A former high-ranking federal executive who organized a notoriously lavish western conference in 2010 was indicted by a U.S. grand jury in San Francisco today on charges of submitting fraudulent business-travel claims.

Jeffrey Neely, 59, of Gardnerville, Nev., was formerly buildings service commissioner and acting regional administrator for the U.S. General Services Administration’s Pacific Rim Region.

The GSA manages buildings and services for federal agencies. Its Pacific Rim division, also known as Region 9, is based in San Francisco and includes California, Nevada, Arizona, Hawaii and Pacific territories.

In October 2010, Neely organized an $823,000, four-day conference at the M Resort Spa Casino in Las Vegas for 300 employees of Region 9 and three other GSA regions in the western half of the United States.

The conference’s costs included commemorative coins, a $30,000 talent-show awards dinner, $44 breakfasts, semi-private parties, spacious suites for some officials, souvenir yearbooks for participants and $130,000 for eight pre-conference trips, including six to the M Resort, taken by GSA officials to plan the event.

An April 2012 report by GSA’s inspector general said the spending was “excessive and wasteful” and in some instances in violation of the agency’s own rules. It said Neely had instructed planners to make the event “‘over the top,’ bigger and better than previous conferences.”

The scandal led to a congressional hearing and the resignation of the GSA’s national administrator, Martha Johnson, and firing of two top deputies. Neely was put on administrative leave after the report was issued on April 2, 2012, and resigned the following month.

Neely was charged with three counts of making fraudulent claims for travel reimbursement and two counts of submitting false documents in connection with claims.

He is due to make an initial appearance on the charges before U.S. Magistrate Elizabeth Laporte in San Francisco on Oct. 20.

Each count carries a potential maximum sentence of five years in prison and a $250,000 fine if Neely is convicted.

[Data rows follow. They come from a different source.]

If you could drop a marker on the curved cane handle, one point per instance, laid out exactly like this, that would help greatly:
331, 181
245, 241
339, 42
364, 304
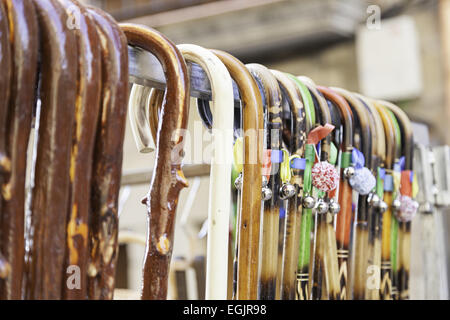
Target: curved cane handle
51, 179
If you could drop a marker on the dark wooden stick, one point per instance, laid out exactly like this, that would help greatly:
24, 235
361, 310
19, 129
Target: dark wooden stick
85, 127
107, 165
249, 221
343, 236
291, 241
271, 213
54, 133
6, 62
24, 44
168, 178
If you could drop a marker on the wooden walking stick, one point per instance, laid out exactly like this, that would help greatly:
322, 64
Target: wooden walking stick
386, 269
220, 185
249, 220
107, 166
408, 206
168, 178
329, 248
85, 127
297, 163
50, 193
365, 145
24, 50
273, 191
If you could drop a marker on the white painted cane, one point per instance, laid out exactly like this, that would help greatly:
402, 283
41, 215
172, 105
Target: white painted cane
139, 115
220, 183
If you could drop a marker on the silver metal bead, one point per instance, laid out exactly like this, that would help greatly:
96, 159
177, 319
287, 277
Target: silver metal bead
238, 182
396, 204
427, 207
383, 207
287, 191
266, 194
349, 172
265, 182
321, 207
334, 207
309, 202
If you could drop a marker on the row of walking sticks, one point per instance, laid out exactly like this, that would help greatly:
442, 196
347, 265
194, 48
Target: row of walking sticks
322, 177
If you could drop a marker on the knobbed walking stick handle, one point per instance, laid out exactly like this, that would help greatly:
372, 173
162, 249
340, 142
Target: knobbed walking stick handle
220, 184
24, 51
5, 163
51, 179
168, 178
249, 228
343, 229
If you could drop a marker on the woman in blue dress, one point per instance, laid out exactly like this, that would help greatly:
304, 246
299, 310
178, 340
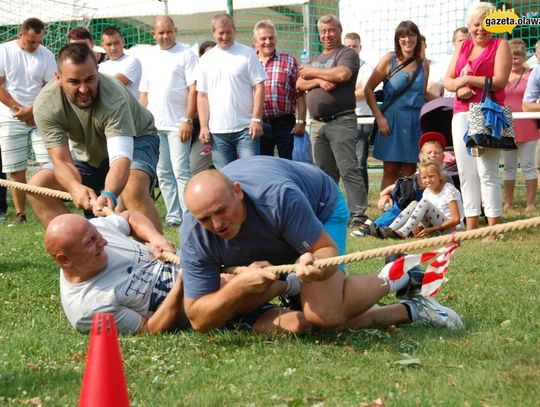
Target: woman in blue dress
398, 118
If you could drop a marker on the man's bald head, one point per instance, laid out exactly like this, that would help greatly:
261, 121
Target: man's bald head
62, 232
77, 246
216, 202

The allegedly fraudulent claims were for a night at the M Resort on March 11, 2010, at the time of one of the purported planning trips; for lodging in Cambria in San Luis Obispo County on June 25, 2010; and for roundtrip airfare between Guam and Saipan in February 2012.

The alleged false statements were given in documents Neely submitted to justify a business trip to Long Beach on June 25, 2010, and an extension of his stay in Las Vegas at the time of the conference in October 2010.

The indictment alleges Neely knew the claims and statements were “false, fictitious and fraudulent.”